上着のトレーナーは大きめのサイズなので、部屋着の短パンを完全に隠しており、響の視点から見ると
上着だけ着て、下は全く服を着ていないように見えるのだ。
「なっ、そんな訳ないだろ、バカッ!この下には短パン履いているし、上も服を二重にして防か―」
そこまで、言って思い出す。自分の姿でもう一つ重大な問題点があることを…
『私、サラシ巻いていない!!』
プルプルプル…
「あのー、奏さん?」
私は恥ずかしさで少し涙が出てきていたが
バッ
「うわーん、響の変態ー!!」
「えっ、何で!?止めて!そういう事、大声で言うの!!」
大慌てでランドリールームから逃げ出した。
バタンッ!!
「はぁはぁ…、もう!なんで、こんな所に響がいるのよ!」
ランドリールームから脱兎の如く逃げ出し、自宅の扉を乱暴に閉め、床に投げ捨てられたサラシをガッと掴み、上着を脱いで、大慌てでそれを体に巻き付けた。

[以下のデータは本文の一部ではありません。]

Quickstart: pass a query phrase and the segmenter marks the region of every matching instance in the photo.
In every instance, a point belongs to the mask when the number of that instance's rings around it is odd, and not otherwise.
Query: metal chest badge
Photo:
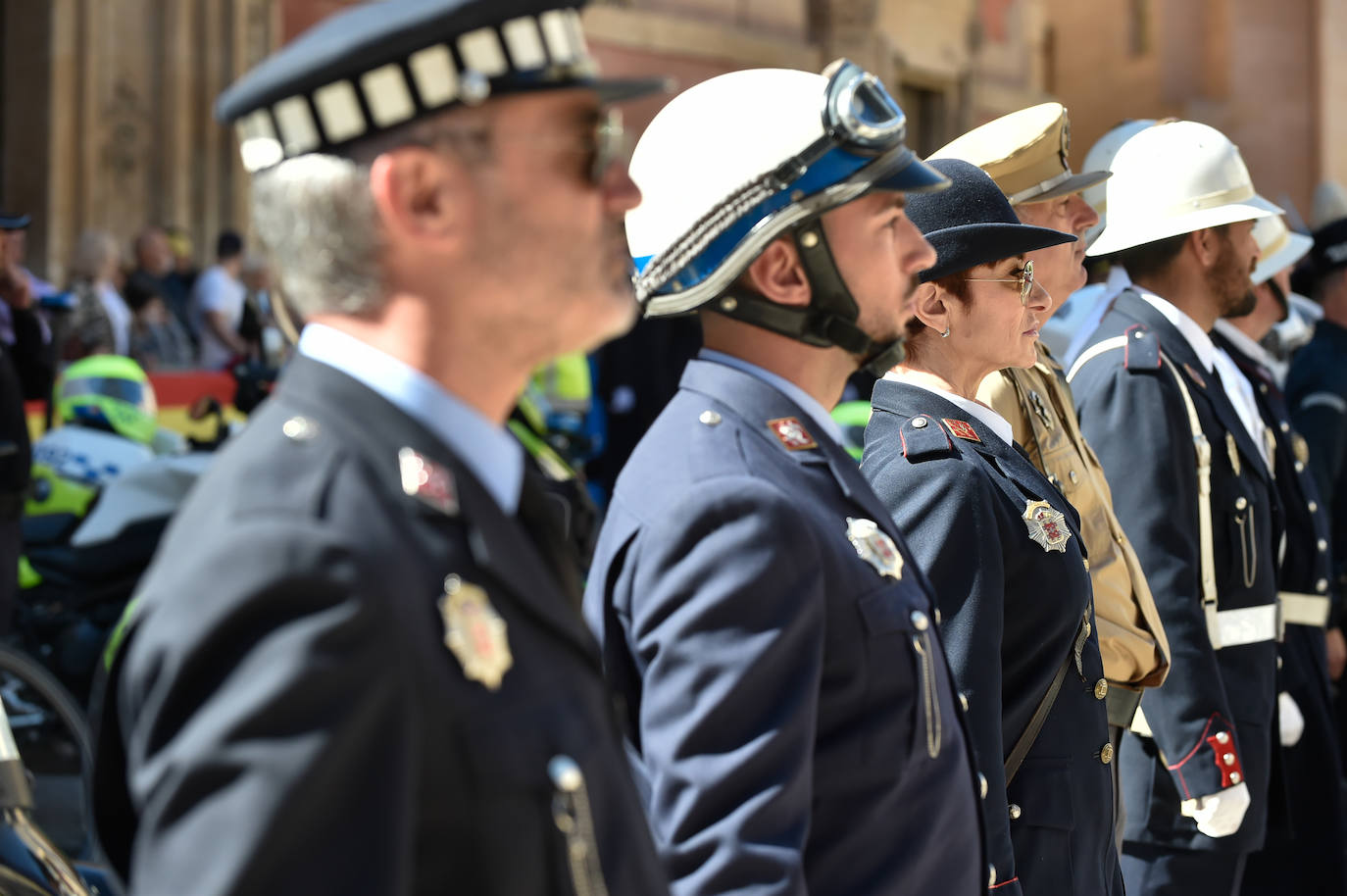
[[[1067,552],[1071,530],[1067,528],[1065,513],[1052,509],[1047,501],[1028,501],[1022,519],[1029,527],[1029,538],[1043,546],[1043,550]]]
[[[902,555],[898,554],[898,546],[874,520],[846,517],[846,538],[855,548],[857,556],[873,566],[876,573],[902,581]]]
[[[515,656],[505,639],[505,620],[486,591],[450,575],[439,598],[439,614],[445,620],[445,647],[458,659],[463,675],[489,691],[498,690]]]
[[[454,474],[428,457],[409,447],[397,450],[397,470],[403,480],[403,492],[427,504],[440,513],[458,513],[458,489]]]

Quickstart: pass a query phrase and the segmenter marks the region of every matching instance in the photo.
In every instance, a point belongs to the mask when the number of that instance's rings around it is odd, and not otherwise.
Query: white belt
[[[1216,628],[1220,631],[1220,647],[1276,641],[1278,609],[1278,604],[1263,604],[1242,606],[1238,610],[1218,610]]]
[[[1294,625],[1328,628],[1328,612],[1332,606],[1327,594],[1281,591],[1277,594],[1277,600],[1281,601],[1281,618],[1284,621]]]

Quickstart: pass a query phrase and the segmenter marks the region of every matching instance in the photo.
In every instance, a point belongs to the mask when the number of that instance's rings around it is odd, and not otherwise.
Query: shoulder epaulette
[[[944,431],[938,418],[919,414],[905,422],[898,430],[902,439],[902,457],[916,463],[938,457],[954,457],[955,447],[950,434]]]

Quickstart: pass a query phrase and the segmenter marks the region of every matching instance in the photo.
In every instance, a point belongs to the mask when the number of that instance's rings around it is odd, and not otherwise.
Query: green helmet
[[[150,377],[121,354],[93,354],[67,366],[57,381],[57,416],[62,423],[116,433],[150,445],[159,423]]]

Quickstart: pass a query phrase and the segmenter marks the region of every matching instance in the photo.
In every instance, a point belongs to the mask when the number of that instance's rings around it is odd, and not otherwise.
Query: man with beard
[[[574,558],[505,420],[626,330],[640,201],[579,11],[384,0],[232,86],[307,321],[113,637],[94,814],[131,892],[665,891]]]
[[[987,885],[940,616],[827,410],[901,358],[936,260],[902,193],[947,181],[904,137],[839,59],[706,81],[632,159],[637,298],[706,348],[617,480],[585,616],[679,896]]]
[[[1286,399],[1272,372],[1272,356],[1259,344],[1288,311],[1290,267],[1313,241],[1290,233],[1281,218],[1254,225],[1262,257],[1254,269],[1253,311],[1216,321],[1212,341],[1239,366],[1257,411],[1257,433],[1269,446],[1286,540],[1277,571],[1285,633],[1280,648],[1277,734],[1282,748],[1286,800],[1272,803],[1268,842],[1249,857],[1245,889],[1250,893],[1343,893],[1343,800],[1338,736],[1328,683],[1325,628],[1336,637],[1328,594],[1332,561],[1328,517],[1320,511],[1319,488],[1305,461],[1305,439],[1290,426]],[[1289,811],[1289,815],[1288,815]]]
[[[1249,310],[1253,222],[1280,210],[1238,148],[1193,121],[1131,137],[1107,193],[1088,253],[1119,253],[1133,284],[1070,379],[1172,663],[1119,750],[1123,877],[1134,895],[1228,896],[1270,799],[1281,512],[1237,410],[1239,372],[1208,333]]]
[[[1071,125],[1061,104],[1021,109],[971,131],[932,158],[964,159],[986,171],[1010,201],[1022,224],[1064,230],[1075,243],[1029,253],[1034,280],[1048,292],[1044,319],[1084,286],[1086,244],[1080,238],[1099,221],[1080,191],[1107,179],[1107,171],[1072,174]],[[1076,420],[1065,372],[1040,341],[1039,362],[1009,368],[983,380],[978,397],[1010,422],[1014,441],[1080,513],[1080,538],[1090,558],[1099,653],[1107,680],[1095,683],[1106,701],[1114,749],[1131,725],[1141,694],[1158,687],[1169,670],[1169,645],[1136,551],[1113,513],[1113,499],[1099,462]],[[1118,767],[1114,773],[1115,827],[1122,831]]]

「だいたい、この寮って私以外にはあと一人しかいないはずだよね!?なんで、響がここに…って、アレ?」
サラシを巻きながら、理解した。
私以外にこの寮の入居者はあと一人。
そして、ランドリールームには響がいた。
『響は、私と一緒の寮に住んでいるの?』
ッキュ…
サラシが巻き終る。胸の主張が小さくなり、『星空奏(偽)』が完成する。
しかし、鏡に映る自分の表情に思わず、ジト目でつっこみを入れる。